I recently read a fantastic book that I think has particular relevance for teachers, and I wanted to pass along this recommendation. Chip and Dan Heath's Made to Stick starts with the idea that every day people all over the world are trying to communicate their ideas to others and have them be remembered. These messages, for example, may be advertisements that companies send to consumers, corporate strategy that executives send to their employees, or lessons that teachers and parents present to children.
The authors make the point that some messages tend to "stick" with their audience while others don't. Subway's advertising campaign involving Jared, for example, resonated with the American public while its "7 Under 6" campaign was far less successful. To explain why some messages stick and others don't, the Heaths present six criteria of "stickiness." Specifically, they offer six qualities that messengers can use to make their messages more likely to be remembered and acted upon.
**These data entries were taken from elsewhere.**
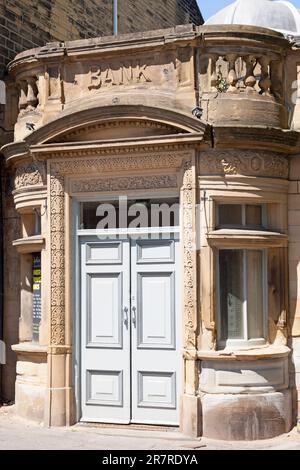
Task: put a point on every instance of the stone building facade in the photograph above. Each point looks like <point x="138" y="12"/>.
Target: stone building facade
<point x="193" y="321"/>
<point x="28" y="24"/>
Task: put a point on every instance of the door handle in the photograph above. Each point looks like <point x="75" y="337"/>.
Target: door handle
<point x="133" y="309"/>
<point x="125" y="314"/>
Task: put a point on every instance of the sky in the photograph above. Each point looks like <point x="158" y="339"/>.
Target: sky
<point x="210" y="7"/>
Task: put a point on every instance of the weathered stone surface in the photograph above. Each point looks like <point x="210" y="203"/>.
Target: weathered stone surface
<point x="246" y="417"/>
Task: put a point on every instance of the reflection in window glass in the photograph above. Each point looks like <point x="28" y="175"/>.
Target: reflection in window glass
<point x="253" y="215"/>
<point x="129" y="213"/>
<point x="231" y="293"/>
<point x="241" y="294"/>
<point x="230" y="214"/>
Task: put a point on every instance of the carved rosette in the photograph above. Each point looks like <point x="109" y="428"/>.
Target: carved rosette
<point x="189" y="253"/>
<point x="244" y="162"/>
<point x="81" y="170"/>
<point x="33" y="174"/>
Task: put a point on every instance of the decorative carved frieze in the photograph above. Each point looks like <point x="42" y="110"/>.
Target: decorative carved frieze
<point x="93" y="166"/>
<point x="244" y="162"/>
<point x="121" y="184"/>
<point x="32" y="174"/>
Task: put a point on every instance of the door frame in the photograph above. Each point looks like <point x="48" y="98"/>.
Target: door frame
<point x="76" y="284"/>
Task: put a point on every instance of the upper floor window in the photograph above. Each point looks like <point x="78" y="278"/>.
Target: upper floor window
<point x="251" y="216"/>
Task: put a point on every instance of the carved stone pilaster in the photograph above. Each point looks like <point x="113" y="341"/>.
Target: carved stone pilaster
<point x="189" y="253"/>
<point x="57" y="228"/>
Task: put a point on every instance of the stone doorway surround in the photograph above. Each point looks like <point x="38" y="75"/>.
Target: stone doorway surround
<point x="58" y="173"/>
<point x="68" y="178"/>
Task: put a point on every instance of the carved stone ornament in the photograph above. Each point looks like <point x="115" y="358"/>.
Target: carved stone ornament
<point x="119" y="184"/>
<point x="188" y="196"/>
<point x="244" y="162"/>
<point x="33" y="174"/>
<point x="84" y="168"/>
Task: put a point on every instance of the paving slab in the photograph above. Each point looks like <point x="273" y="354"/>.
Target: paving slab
<point x="19" y="434"/>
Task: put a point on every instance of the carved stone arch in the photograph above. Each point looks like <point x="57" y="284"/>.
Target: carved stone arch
<point x="161" y="121"/>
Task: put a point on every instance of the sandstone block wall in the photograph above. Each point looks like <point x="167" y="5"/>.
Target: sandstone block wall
<point x="25" y="24"/>
<point x="294" y="271"/>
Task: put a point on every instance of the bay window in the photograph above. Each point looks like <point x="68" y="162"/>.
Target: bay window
<point x="242" y="296"/>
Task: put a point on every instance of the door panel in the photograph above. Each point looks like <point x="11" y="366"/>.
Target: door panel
<point x="156" y="326"/>
<point x="103" y="310"/>
<point x="105" y="336"/>
<point x="156" y="361"/>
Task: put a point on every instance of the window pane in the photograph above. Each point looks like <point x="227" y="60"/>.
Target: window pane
<point x="230" y="214"/>
<point x="231" y="294"/>
<point x="255" y="293"/>
<point x="129" y="213"/>
<point x="253" y="215"/>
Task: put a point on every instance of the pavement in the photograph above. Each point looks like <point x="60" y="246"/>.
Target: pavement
<point x="19" y="434"/>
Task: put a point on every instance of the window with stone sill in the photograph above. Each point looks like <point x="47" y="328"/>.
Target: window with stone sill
<point x="242" y="297"/>
<point x="242" y="280"/>
<point x="242" y="216"/>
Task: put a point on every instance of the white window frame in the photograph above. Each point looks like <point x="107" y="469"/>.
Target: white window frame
<point x="264" y="218"/>
<point x="244" y="342"/>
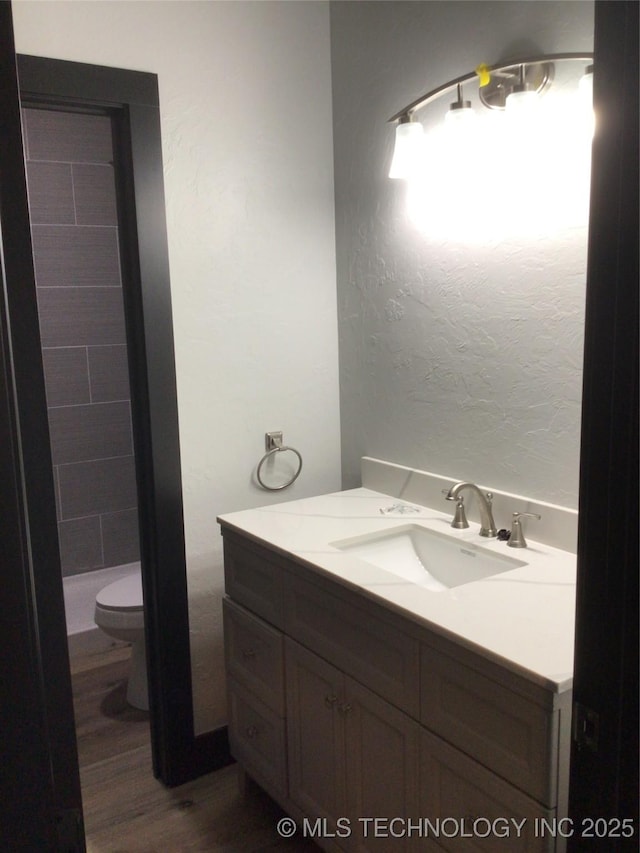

These qualities are: 1) simplicity, 2) unexpectedness, 3) concreteness, 4) credibility, 5) emotional, and 6) stories. Since reading this book, I have made an effort to incorporate these six qualities into my teaching, and the early results have been promising. In fact, the book inspired the "31st Student" idea that I recently shared with you. I'm also working on some new "sticky" classroom ideas that I hope to share with you in the near future.
In short, the book is a terrific read full of interesting examples that can serve as a catalyst for educators who are looking to add their impact to their instruction. You can find the book on amazon.